Study finds benefit only for those with evident symptoms of heartburn
WEDNESDAY, April 8 (HealthDay News) -- Acid-suppressing medications won't ease asthma symptoms if you don't have heartburn symptoms, too, a new study has found.
Many people with asthma also have gastroesophageal reflux disease, or GERD. But some people have what's known as silent GERD, meaning they have no symptoms.
Doctors have suspected that if people with asthma breathe in during reflux, they might breathe irritating stomach fluids into the lungs.
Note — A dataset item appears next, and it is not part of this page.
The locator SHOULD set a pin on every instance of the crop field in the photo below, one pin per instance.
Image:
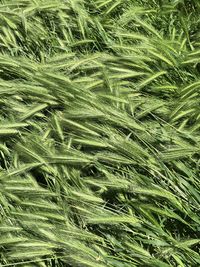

To reduce that possibility, doctors have been prescribing acid-suppressing medications known as proton pump inhibitors (PPI).
But a study in the April 9 issue of the New England Journal of Medicine repots that a PPI probably isn't going to help lessen wheezing in people with silent GERD.
"Patients with asthma that is not adequately controlled with the usual asthma medications, and who have no symptoms of heartburn, but who may or may not have silent GERD, don't seem to have any improvement of asthma when treated with esomeprazole (Nexium)," said one of the study's authors, Dr. Robert Wise, a professor of medicine in the division of pulmonary and critical care medicine at Johns Hopkins University School of Medicine in Baltimore.
Although the two conditions may seem quite different, doctors have long suspected that they're linked, with each disorder possibly triggering the other. Acid reflux might cause asthma symptoms through aspiration of fluid into the airways, or acid might irritate the esophagus and upper airway, according to the study. And asthma might trigger GERD when it causes difficulty breathing. The diaphragm may overinflate, and the extra pressure may cause the esophageal sphincter to herniate, allowing fluids to wash out of the stomach.
Proton pump inhibitors work by suppressing acid production.